We select the value of alpha that minimizes the test error. To do so, we can use a for loop. We have also created a progress bar to see how many iterations we have completed so far.

In [None]:
from tqdm import tqdm

Rsqu_test = []
Rsqu_train = []
dummy1 = []
Alpha = 10 * np.array(range(0, 1000))
pbar = tqdm(Alpha)

for alpha in pbar:
    RigeModel = Ridge(alpha=alpha)
    RigeModel.fit(x_train_pr, y_train)
    test_score, train_score = RigeModel.score(
        x_test_pr, y_test), RigeModel.score(x_train_pr, y_train)

    pbar.set_postfix({"Test Score": test_score, "Train Score": train_score})

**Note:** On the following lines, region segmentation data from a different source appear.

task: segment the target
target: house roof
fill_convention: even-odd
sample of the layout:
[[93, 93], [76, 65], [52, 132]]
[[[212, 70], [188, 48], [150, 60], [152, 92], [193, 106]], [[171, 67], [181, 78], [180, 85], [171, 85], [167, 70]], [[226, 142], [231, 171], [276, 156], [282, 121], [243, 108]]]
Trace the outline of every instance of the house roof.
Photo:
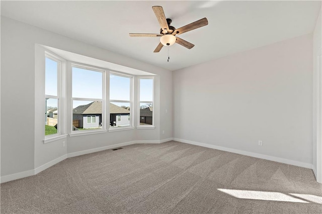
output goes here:
[[49, 110], [48, 110], [47, 111], [47, 113], [49, 113], [49, 112], [52, 112], [52, 113], [53, 113], [53, 112], [57, 112], [57, 108], [53, 108], [53, 109], [49, 109]]
[[[79, 105], [72, 110], [73, 114], [92, 115], [102, 114], [102, 102], [94, 101], [86, 105]], [[130, 114], [127, 109], [110, 102], [110, 114]]]
[[152, 107], [148, 107], [140, 110], [140, 117], [152, 117], [153, 110]]

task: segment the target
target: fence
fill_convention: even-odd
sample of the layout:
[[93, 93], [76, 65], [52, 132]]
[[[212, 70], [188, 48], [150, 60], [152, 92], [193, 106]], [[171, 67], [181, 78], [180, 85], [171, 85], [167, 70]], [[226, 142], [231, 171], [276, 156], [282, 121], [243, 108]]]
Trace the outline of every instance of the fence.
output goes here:
[[47, 125], [50, 126], [55, 126], [57, 124], [57, 119], [47, 118]]
[[[47, 118], [47, 125], [50, 126], [55, 126], [57, 124], [57, 119], [51, 118]], [[78, 128], [78, 120], [72, 121], [72, 125], [76, 128]]]

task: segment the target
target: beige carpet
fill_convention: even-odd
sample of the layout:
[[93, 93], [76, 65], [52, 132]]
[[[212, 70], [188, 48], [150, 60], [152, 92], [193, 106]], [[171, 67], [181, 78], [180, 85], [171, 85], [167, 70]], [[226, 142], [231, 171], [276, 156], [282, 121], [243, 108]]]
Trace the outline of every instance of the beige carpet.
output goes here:
[[1, 213], [322, 213], [311, 170], [174, 141], [68, 158], [1, 184]]

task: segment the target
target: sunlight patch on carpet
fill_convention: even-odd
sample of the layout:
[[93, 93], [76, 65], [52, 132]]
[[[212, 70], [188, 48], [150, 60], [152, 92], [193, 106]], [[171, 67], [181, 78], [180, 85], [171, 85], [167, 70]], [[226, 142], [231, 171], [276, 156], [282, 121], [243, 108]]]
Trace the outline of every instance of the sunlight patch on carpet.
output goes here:
[[240, 189], [217, 189], [238, 198], [309, 203], [307, 201], [301, 200], [299, 198], [292, 197], [291, 196], [288, 195], [281, 192], [244, 190]]

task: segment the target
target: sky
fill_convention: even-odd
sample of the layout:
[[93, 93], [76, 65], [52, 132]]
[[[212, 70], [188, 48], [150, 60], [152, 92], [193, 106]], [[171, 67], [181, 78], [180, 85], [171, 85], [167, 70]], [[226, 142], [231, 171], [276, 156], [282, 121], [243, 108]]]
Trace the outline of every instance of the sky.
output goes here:
[[[57, 63], [46, 58], [45, 61], [45, 94], [57, 94]], [[72, 96], [73, 97], [93, 99], [103, 98], [103, 73], [89, 69], [72, 68]], [[130, 100], [130, 81], [129, 77], [110, 75], [110, 99]], [[153, 80], [140, 79], [140, 100], [149, 101], [152, 99]], [[108, 96], [106, 96], [108, 97]], [[92, 101], [74, 100], [73, 108], [81, 104], [86, 104]], [[119, 106], [126, 105], [126, 103], [115, 103]], [[141, 103], [143, 104], [143, 103]], [[57, 107], [55, 99], [47, 100], [47, 106]]]

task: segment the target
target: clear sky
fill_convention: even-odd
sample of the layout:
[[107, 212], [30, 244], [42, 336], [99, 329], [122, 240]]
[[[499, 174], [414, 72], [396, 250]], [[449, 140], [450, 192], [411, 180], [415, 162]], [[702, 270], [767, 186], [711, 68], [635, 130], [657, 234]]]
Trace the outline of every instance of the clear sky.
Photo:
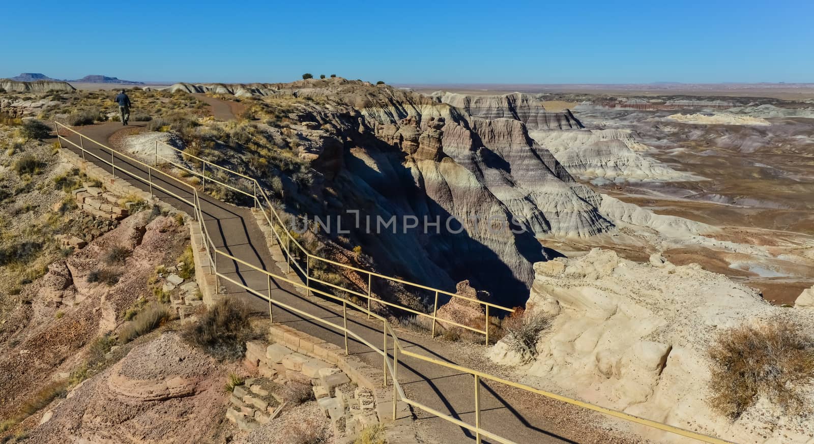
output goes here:
[[814, 82], [814, 2], [7, 2], [0, 77]]

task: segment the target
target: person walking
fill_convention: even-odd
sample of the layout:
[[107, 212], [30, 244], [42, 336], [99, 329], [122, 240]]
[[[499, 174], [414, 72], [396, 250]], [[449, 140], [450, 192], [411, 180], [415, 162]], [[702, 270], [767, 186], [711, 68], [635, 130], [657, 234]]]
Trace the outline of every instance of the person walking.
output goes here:
[[119, 104], [119, 112], [121, 113], [121, 124], [126, 125], [130, 120], [130, 98], [127, 97], [124, 89], [116, 96], [116, 102]]

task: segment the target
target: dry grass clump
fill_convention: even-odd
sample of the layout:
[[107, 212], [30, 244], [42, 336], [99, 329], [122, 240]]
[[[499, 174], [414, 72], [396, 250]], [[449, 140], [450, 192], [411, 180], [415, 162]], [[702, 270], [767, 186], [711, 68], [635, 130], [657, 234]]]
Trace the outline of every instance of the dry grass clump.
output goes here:
[[98, 110], [77, 111], [68, 115], [68, 124], [71, 126], [91, 125], [98, 119]]
[[170, 318], [166, 305], [154, 303], [127, 323], [119, 333], [119, 342], [126, 344], [139, 336], [145, 335], [166, 322]]
[[520, 307], [503, 320], [503, 342], [509, 347], [527, 357], [537, 355], [537, 337], [551, 326], [553, 318], [542, 311], [527, 311]]
[[786, 320], [721, 332], [707, 350], [712, 408], [737, 419], [765, 396], [786, 414], [805, 411], [802, 390], [814, 379], [814, 337]]
[[190, 343], [221, 360], [242, 358], [251, 336], [248, 308], [230, 298], [218, 301], [183, 333]]
[[224, 386], [224, 389], [227, 392], [232, 393], [233, 391], [234, 391], [234, 387], [237, 387], [238, 385], [243, 385], [245, 381], [246, 380], [243, 377], [230, 372], [229, 379], [226, 380], [226, 385]]
[[377, 424], [365, 427], [353, 440], [353, 444], [387, 444], [384, 437], [384, 426]]
[[33, 155], [23, 155], [15, 161], [12, 167], [17, 174], [38, 174], [42, 170], [42, 164]]

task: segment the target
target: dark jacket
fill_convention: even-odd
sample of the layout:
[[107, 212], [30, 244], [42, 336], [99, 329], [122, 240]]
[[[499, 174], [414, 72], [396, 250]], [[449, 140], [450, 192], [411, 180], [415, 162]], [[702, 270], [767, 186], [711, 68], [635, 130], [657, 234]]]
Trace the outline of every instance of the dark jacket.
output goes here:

    Rsqu_test.append(test_score)
    Rsqu_train.append(train_score)

We can visulaize our findings

In [None]:
width = 12
height = 10

plt.figure(figsize=(width, height))
plt.plot(Alpha, Rsqu_test, label='validation data  ')
plt.plot(Alpha, Rsqu_train, 'r', label='training Data ')
plt.xlabel('alpha')
plt.ylabel('R^2')
plt.legend()

The red line in Figure above represents the R^2 of the training data. As alpha increases the R^2 decreases. Therefore, as alpha increases, the model performs worse on the training data

The blue line represents the R^2 on the validation data. As the value for alpha increases, the R^2 increases and converges at a point.

In [None]:
rm = Ridge(alpha=10)

In [None]:
rm.fit(x_train_pr, y_train)
rm.score(x_test_pr, y_test)

##### Part 4 : Grid Search

The term alpha is a hyperparameter. Sklearn has the class GridSearchCV to make the process of finding the best hyperparameter simpler.

In [None]:
from sklearn.model_selection import GridSearchCV

In [None]:
# Creating a dict of parameters to be passed to the grid
parameters1 = [
    {'alpha': [0.001, 0.1, 1, 10, 100, 1000, 10000, 100000, 100000]}]
parameters1

In [None]:
RR = Ridge()

In [None]:
grid1 = GridSearchCV(RR, parameters1, cv=4)

In [None]:
grid1.fit(x_data[['horsepower', 'curb-weight',
          'engine-size', 'highway-mpg']], y_data)

In [None]:
BestRR = grid1.best_estimator_
BestRR

This shows that the best alpha is 10000, let's see how the best model performs to our test data

In [None]:
BestRR.score(x_test[['horsepower', 'curb-weight',
             'engine-size', 'highway-mpg']], y_test)

With the r^2 score up to 84%, one can see that using Grid search, we are able to find the best hyperparams more easily.